Figuring out how to tackle consumer debt can be difficult. Which debts to payoff first, how much to apply to those debt, and how long it will take to pay down the debt are all questions that might be lingering in a person’s mind when looking at their overall debt situation. Using a debt payoff calculator could help getting a better grasp on just what loans are outstanding, how the overall interest obligation may be reduced if such loans are consolidated, what the payoff timeframe would be if making extra payments in certain amounts, as well as assist in sorting the loans by type, amount, associated interest rate, and remaining number of payments.
Mortgage and amortization calculators
It’s amazing to me how many people have mortgages but understand so little about how these debt obligations can affect their finances over time.

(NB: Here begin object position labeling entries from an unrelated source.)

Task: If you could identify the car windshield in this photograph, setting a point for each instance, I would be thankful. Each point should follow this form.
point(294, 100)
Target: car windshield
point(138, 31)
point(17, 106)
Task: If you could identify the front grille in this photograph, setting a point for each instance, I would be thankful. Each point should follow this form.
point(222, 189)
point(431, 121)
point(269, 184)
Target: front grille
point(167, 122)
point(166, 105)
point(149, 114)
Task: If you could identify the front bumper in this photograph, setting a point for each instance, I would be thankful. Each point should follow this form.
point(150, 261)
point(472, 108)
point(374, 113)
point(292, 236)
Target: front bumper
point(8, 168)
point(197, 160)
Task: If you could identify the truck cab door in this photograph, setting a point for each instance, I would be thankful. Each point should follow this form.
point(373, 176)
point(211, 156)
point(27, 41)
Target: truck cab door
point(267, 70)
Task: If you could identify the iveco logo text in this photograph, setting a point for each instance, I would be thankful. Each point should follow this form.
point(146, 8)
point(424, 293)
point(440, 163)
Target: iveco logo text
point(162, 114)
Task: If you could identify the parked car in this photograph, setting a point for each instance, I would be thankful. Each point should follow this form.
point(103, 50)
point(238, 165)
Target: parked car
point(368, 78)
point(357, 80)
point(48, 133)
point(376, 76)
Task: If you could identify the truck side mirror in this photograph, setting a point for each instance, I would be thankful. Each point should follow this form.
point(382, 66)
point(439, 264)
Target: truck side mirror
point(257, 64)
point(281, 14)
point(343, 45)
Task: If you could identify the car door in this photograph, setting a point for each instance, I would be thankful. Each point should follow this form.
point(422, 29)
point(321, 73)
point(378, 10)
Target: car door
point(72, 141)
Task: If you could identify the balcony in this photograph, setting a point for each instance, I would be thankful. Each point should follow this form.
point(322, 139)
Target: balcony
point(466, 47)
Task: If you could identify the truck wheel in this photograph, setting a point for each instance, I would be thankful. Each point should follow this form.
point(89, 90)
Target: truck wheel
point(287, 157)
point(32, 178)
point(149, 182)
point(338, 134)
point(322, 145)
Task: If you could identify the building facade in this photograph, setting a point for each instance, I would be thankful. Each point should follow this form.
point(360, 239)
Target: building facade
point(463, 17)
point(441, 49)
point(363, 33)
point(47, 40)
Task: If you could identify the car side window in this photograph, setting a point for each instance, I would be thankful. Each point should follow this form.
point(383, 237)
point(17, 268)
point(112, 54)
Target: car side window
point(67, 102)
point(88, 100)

How mortgages are amortized (broken down between interest and principal), how interest rates affect how much such a loan costs over time, whether it’s a good idea to refinance at a particular interest rate, how much interest is paid on top of the loan amount itself over the course of a mortgage, and the total cost of a mortgage are all things that various mortgage calculators can help determine. Not only this, but a mortgage payoff calculator might help with seeing just how much of a difference extra payments can make when applied to a mortgage and how small contributions can add up to big savings in this area.
But financial calculators can be helpful in more than just determining how best to pay back money. They can also help determine how best to make it. However, it can be hard these days to find safe investments that earn much in interest. In many cases, certificates of deposit, savings bonds, savings and checking accounts, money market funds, and the likes just aren’t paying out much in returns. This doesn’t necessarily mean that it’s not worth trying though.
Understanding what certain investment returns can earn you over time can still be critical to the financial planning process. Investment calculators allow you to see investment amounts grow over time, set short and long-term goals, review your net worth, and determine where to put money to maximize its growth and return potential.
The author is not a licensed financial professional. This article is for informational purposes only and does not constitute advice of any kind. Any action taken by the reader due to the information provided in this article is solely at the reader’s discretion.